Stephen King has often been accused of wasting his talent to write horror instead of writing serious literature. With “Rose Madder” (Viking; 1995), King shows that the true horror lies not in monsters or ghouls, but in humanity’s capacity for cruelty. Although “Rose Madder” does deal with supernatural elements, the real horror story is a tale of a sadistic policeman who beats his wife.
The story opens with the wife, Rose Daniels, finally deciding to walk out of the door. It’s a sudden decision and an extremely realistic one. Both men and women will tolerate years of abuse from a partner, thinking it’s a normal way of life, and then it only takes one sudden lightning bolt of a moment to realize the trouble you are in and that you have to get out immediately.
How Would I Know?
I know because that happened to me. Both my alcoholic significant other and I were Stephen King fans, but I had never read “Rose Madder” upon the advice of my partner (although he did recommend “Dolores Claiborne” to me, oddly enough, which also deals with the issue of domestic violence.) He insisted it was one of King’s weaker books and that the best thing about it were the words “The End”. I shrugged it off and decided not to read the book because it wasn’t worth setting my partner off.
That wasn’t the epiphany I had, but it should have been. It wasn’t until a couple of years later when he hit my four moth old puppy for peeing on the carpet that I suddenly had the epiphany. I scooped up my pup, threw a few things in a rucksack and never looked back. Rose Daniel’s epiphany, flight and fear of being tracked down by her vengeful husband were all too chillingly realistic.

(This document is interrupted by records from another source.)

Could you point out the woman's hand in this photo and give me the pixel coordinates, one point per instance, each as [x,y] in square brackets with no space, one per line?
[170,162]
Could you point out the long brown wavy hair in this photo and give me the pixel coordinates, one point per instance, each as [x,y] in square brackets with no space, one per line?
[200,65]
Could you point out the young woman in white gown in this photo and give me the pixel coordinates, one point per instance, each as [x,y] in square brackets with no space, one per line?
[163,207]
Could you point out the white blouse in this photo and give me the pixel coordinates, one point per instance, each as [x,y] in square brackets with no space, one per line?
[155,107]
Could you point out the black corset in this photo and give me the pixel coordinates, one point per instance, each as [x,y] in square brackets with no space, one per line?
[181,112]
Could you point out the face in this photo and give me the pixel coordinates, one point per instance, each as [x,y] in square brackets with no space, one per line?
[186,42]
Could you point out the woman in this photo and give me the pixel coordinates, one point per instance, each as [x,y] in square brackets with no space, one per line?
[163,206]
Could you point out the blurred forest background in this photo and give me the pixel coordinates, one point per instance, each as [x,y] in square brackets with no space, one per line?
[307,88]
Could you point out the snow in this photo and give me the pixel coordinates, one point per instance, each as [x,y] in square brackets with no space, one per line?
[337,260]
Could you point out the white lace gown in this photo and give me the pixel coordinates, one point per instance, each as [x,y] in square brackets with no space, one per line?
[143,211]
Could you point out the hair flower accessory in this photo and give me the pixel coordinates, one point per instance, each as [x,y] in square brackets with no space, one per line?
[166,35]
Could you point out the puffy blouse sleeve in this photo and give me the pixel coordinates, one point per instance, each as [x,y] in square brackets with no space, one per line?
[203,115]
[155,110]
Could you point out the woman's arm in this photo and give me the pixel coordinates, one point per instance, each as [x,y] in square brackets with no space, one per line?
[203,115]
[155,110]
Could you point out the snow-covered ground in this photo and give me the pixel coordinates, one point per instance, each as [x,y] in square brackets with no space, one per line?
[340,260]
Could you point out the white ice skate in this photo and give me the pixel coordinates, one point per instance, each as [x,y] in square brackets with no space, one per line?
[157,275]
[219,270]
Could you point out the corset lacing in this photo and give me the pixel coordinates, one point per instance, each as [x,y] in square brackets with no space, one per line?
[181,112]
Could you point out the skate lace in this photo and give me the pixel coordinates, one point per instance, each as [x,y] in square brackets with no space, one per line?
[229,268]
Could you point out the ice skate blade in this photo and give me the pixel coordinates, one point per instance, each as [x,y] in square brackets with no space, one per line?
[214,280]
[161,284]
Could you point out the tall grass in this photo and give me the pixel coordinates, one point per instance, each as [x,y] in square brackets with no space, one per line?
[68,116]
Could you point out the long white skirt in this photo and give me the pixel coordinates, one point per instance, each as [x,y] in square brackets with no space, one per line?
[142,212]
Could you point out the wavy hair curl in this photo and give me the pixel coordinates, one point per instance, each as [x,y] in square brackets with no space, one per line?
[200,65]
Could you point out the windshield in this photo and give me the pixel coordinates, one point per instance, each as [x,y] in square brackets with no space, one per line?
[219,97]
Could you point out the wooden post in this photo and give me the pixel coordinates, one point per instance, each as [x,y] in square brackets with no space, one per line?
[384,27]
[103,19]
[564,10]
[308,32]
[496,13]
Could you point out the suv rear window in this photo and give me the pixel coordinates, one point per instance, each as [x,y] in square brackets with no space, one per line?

King tends to mention some of his previous books in his novels, and “Rose Madder” is no exception. For example, Rose has a flashback where she recalls getting beaten simply because she was reading a book from the Misery Chastain series which was featured in King’s best seller “Misery” (Viking; 1987).
There are also the almost obligatory references to the Dark Tower series which infects most of King’s books, but the references are fleeting. “Rose Madder” stands up enough on its own, so that you not need to read any of the Dark Tower books to figure out what’s going on.
And that’s the big strength of this book. It’s a compelling story in and of itself even if you haven’t been through an abusive relationship. There are three dimensional characters with the incredible dialogue that King is known for. Theirs is also the mystery of a painting that moves. Haven’t we all looked at a favourite painting or poster so long that we are sure it moved?